I worried about this for some time and looked at various possibilities. One interesting idea is to put the pole sleeve on the outside of the roof. This works very well for the mechanical engineering and also makes setting up fairly easy, but makes it a bit harder to waterproof the roof seams, especially with the silnylon fabrics. If you put the sleeve on the inside, the question remains just what sort of sleeve should it be. It could be genuinely part of the roof or it could be a bit attached at one edge to the inside. When the sleeve is loosely attached (at the edge of the sleeve), the location of the pole is still a bit variable. This can weaken the structure in bad weather. I devised a way of integrating the pole sleeve into the tent roof, such that there are seams on either side of the pole. This constrains the pole position nicely, but I was never really happy with it.
Eventually I moved to having an external pole sleeve, and this has worked wonderfully ever since. In practice I found that the main constraint on the sleeve is that it is not too large. That of course leads to the question of how large the sleeve should be. Obviously, it must allow the pole to be threaded through easily, but there is little need for it to be much bigger. I can say with experience that a narrow pole sleeve can be a serious problem at sub-zero temperatures. Somewhere between 20 and 30 mm across seems about right.
The vestibule is the space at the end, between the groundsheet and the fly. It needs to be large enough that you can squeeze inside it to strip off wet clothing before you get onto the groundsheet. You really do not want muddy clothing, let alone muddy footwear, in your sleeping area. You can get away with one large vestibule at the lee end of the tent, but in this case it must have room for you, your wet gear, your packs, and cooking as well. Yes, that is a pile of very wet clothing in the right hand corner in the picture above. It had been raining all day.
I used to go for two vestibules in a two-man tent so we can put the packs out of the way at the windward end. Having the packs at the windward end of the tent can also block some of the wind, and even help hold the tent up under really extreme weather.

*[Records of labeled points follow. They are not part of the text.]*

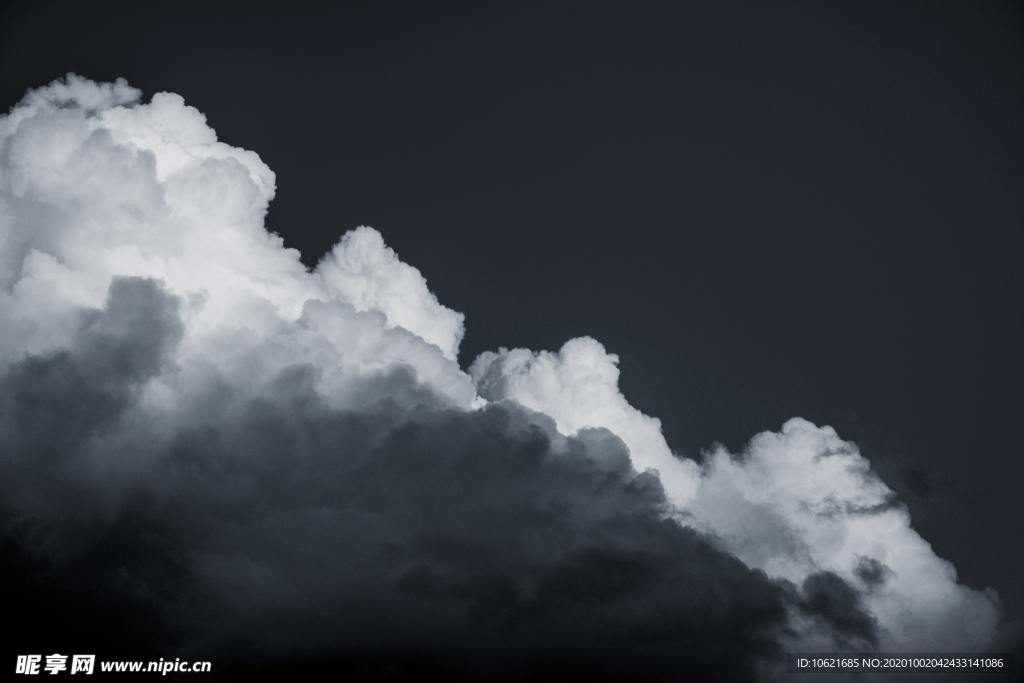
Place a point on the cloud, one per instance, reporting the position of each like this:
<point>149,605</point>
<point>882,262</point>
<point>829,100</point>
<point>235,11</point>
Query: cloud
<point>245,456</point>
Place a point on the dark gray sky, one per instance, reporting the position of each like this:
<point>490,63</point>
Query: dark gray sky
<point>808,209</point>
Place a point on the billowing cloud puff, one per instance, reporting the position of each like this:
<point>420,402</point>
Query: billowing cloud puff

There is a penalty for this: for a double-skin tent you need a small door at the downwind end so you can retrieve gear out of your pack or access the pack for packing up in wet weather. (You surely don't stand outside in the pouring rain to pack, do you?) For my winter tents I have moved to pushing the groundsheet towards the windward end and having a single large down-wind vestibule. it works very well.
In the case of a one-man tent you can get away with a single good vestibule, and this fits in very nicely with the rest of the ergonomics.

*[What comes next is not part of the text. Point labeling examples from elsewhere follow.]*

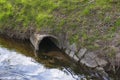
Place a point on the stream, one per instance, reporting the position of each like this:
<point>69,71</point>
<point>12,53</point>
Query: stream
<point>19,61</point>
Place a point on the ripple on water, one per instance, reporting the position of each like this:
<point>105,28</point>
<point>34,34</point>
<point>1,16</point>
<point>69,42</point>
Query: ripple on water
<point>15,66</point>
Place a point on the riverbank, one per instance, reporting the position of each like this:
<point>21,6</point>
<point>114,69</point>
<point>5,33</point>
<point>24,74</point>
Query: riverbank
<point>79,25</point>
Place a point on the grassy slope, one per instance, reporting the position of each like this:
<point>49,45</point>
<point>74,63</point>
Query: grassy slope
<point>91,23</point>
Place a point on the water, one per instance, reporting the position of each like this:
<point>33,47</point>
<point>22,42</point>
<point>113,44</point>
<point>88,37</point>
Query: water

Allied to the tent height and vestibule space questions is the width of the groundsheet at the main door end. While it is not listed above, I have found it very convenient to be able to sit across the end of the groundsheet just inside the doorway, so I can cook in the down-wind vestibule. The distance from your feet to your back is not that great, so this is fairly easy to achieve.
We have the fairly fundamental question of single or double skin. You might think this should come first, but it actually interacts a bit with other decisions. A double skin weighs more: that is obvious, but it does have advantages. If there is condensation on the inside of the fly an inner tent can shed this whe it drips down, as long as the inner tent has a good DWR teatment of course. If there is a strong wind blowing (OK, let's say a howling snow storm), an inner tent can be sealed up and reduce that wind to negligable. Mind you, we have seen snow pile up on the inner tent under those conditions: a hazard in its own right. (Give it a whack before it melts: it wil slide off.) If the inner tent is not strictly waterproof it shouldn't get condensation inside it (you hope), under mild conditions.
This leads to a delicate balance between water proofing and condensation for the inner tent, which can be handled rather nicely by a good factory-applied Durable Water Repellent (DWR) coating. This doesn't work entirely when it's way sub-zero: your breath turns into hoar frost as soon as it hits the inside of the tent. Ah well, nothing is perfect. An inner tent can add several degrees of warmth to the night - a valuable boost in the snow. This comes about in two ways: an actual temperature drop across the fabric, and a blocking of the cold winds from reaching you, your face, amnd your quilt. What this all means is that a double skin tent is needed in winter in the snow, but is not really needed elsewhere.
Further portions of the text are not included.